To have an image saved on your device for every single one of these symbols would take up a lot of memory — and be a lot of work for the device creators.
It's not surprising that many devices don't render these symbols at all. Instead they show a bunch of squares.
This is a familiar experience for anyone who has received a message containing a brand new emoji!
How to solve these issues
Social media and messaging apps
Some social media sites and messaging apps allow you write bold and italic text — and have unintentionally made this a hidden feature.
However, many sites and apps don't allow users to style text. So the simple solution is don't use these symbols — I hope this article has convinced you not to.
Instead allow the content of your words to speak for themselves — or just quit social media and go outside a look at a flower.

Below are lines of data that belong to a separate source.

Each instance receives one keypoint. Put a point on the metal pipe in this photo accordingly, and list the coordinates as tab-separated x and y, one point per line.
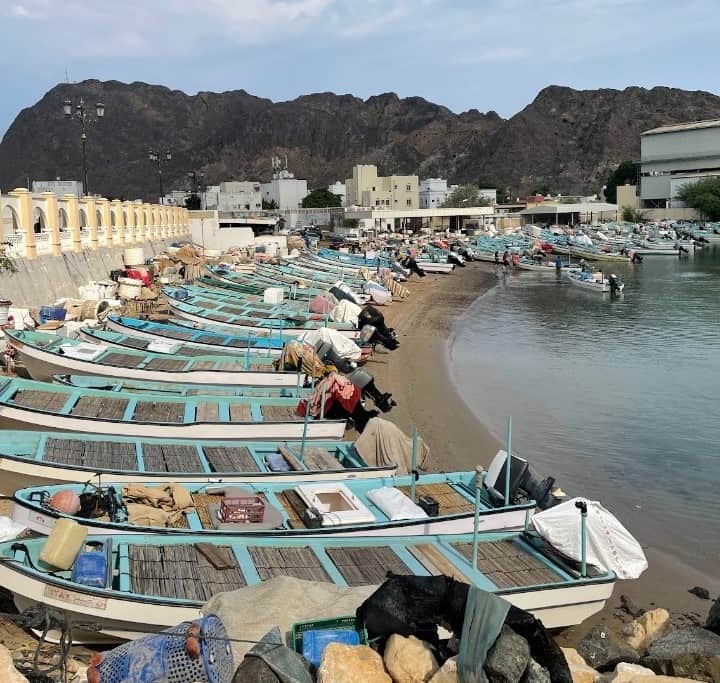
508	462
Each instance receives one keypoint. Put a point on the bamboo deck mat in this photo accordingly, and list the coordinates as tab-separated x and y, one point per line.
507	565
450	502
181	571
95	454
171	458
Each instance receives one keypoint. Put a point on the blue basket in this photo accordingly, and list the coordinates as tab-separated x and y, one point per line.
162	657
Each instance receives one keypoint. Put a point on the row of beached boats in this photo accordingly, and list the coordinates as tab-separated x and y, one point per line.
194	419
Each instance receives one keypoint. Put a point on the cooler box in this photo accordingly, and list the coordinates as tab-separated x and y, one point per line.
273	295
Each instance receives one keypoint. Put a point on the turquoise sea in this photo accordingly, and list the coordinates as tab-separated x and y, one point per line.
618	398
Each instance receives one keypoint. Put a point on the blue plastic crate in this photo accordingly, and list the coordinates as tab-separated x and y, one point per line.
316	640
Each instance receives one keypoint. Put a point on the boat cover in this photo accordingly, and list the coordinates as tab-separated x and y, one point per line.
382	443
343	347
395	504
609	544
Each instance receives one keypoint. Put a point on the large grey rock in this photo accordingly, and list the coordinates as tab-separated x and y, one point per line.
535	673
713	622
688	652
603	651
508	658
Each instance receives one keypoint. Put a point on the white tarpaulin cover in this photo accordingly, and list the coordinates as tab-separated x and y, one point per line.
346	312
383	443
609	544
395	504
344	347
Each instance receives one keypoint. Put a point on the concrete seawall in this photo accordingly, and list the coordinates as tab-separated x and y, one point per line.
47	278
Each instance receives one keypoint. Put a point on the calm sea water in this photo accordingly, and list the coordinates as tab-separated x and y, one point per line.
617	398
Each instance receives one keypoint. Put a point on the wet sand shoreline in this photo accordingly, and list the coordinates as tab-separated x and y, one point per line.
419	377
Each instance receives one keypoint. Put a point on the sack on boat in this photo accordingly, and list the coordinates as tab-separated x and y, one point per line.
395	504
382	443
609	544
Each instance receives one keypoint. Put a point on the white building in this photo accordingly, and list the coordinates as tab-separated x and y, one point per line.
284	189
234	196
433	193
339	189
58	187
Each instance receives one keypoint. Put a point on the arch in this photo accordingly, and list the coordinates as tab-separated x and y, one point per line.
39	220
10	221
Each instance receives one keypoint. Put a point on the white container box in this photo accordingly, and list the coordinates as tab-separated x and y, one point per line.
273	295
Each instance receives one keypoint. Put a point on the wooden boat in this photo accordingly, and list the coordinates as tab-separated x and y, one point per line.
595	282
200	339
177	389
343	506
204	313
45	355
26	404
35	458
173	577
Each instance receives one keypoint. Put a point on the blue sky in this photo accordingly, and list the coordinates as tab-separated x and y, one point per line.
483	54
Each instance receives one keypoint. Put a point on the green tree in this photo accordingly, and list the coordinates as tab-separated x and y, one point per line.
193	202
465	195
624	173
632	215
321	199
703	196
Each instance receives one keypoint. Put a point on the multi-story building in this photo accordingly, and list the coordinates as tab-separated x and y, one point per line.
395	192
673	156
284	189
338	188
234	196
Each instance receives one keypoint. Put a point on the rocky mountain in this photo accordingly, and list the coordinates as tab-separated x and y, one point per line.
565	140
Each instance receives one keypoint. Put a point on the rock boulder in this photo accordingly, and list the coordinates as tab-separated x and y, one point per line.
409	660
508	658
351	663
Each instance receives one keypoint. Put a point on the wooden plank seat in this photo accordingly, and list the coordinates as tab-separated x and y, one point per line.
120	456
230	459
100	406
160	411
508	565
49	401
181	571
366	566
171	458
450	502
301	563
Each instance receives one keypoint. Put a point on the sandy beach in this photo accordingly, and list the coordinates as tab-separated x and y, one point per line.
418	376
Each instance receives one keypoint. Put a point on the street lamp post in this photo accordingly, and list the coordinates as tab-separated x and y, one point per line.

If you're new to web development and want to stylise text — then you need to learn some
css. You can learn more about it here — MDN — CSS: Cascading Style Sheets
If you need to use these symbols on your website — like they are used on this page — and want screen readers to read them correctly — wrap them in an element with the
aria-label attribute, like so:
<span aria-label="your text">𝕪𝕠𝕦𝕣 𝕥𝕖𝕩𝕥</span>
or if the symbols you are using a purely decorative, and have no meaning for the reader. Use an
aria-hidden attribute instead.
Association with spam and scams
In addition to accessibility issues — unicode symbols like these have a strong association with spam and online scams.
One of the ways email and text message spam filters detect a spam message is by searching the email's content for specific words or phrases.
Some spammers hope to avoid detection by replacing these words or specific letters in these words with stylized characters.
Because of this, many people associate these stylised characters with spam.
Confusables and homoglyph attacks
Scarier than spam. Criminal hackers use these unicode characters to trick you into giving up access to your online accounts.
For example — lets say your example bank has a website with the example url
Someone may send you an email pretending to be your bank asking you to log into your account. It looks real, so you click on the link — and the link opens a website that looks identical to your bank's website.
url is the same — but it's not the same! Instead of saying
example.com it says
𝚎𝚡𝚊𝚖𝚙𝚕𝚎.com or subtler still
еxample.com. (this one uses a Cyrillic
This is called a homoglyph attack — a homoglyph is a character that looks very similar to another character.
Unicode keeps a catalogue of all these homoglyphs to help people build tools to prevent such attacks. Unicode refers to them as
Avoid the association
The association with spams, scams, online crime, make these unicode character extra worthwhile not to use.
You may even find that your emails and text messages go straight to people's junk mail.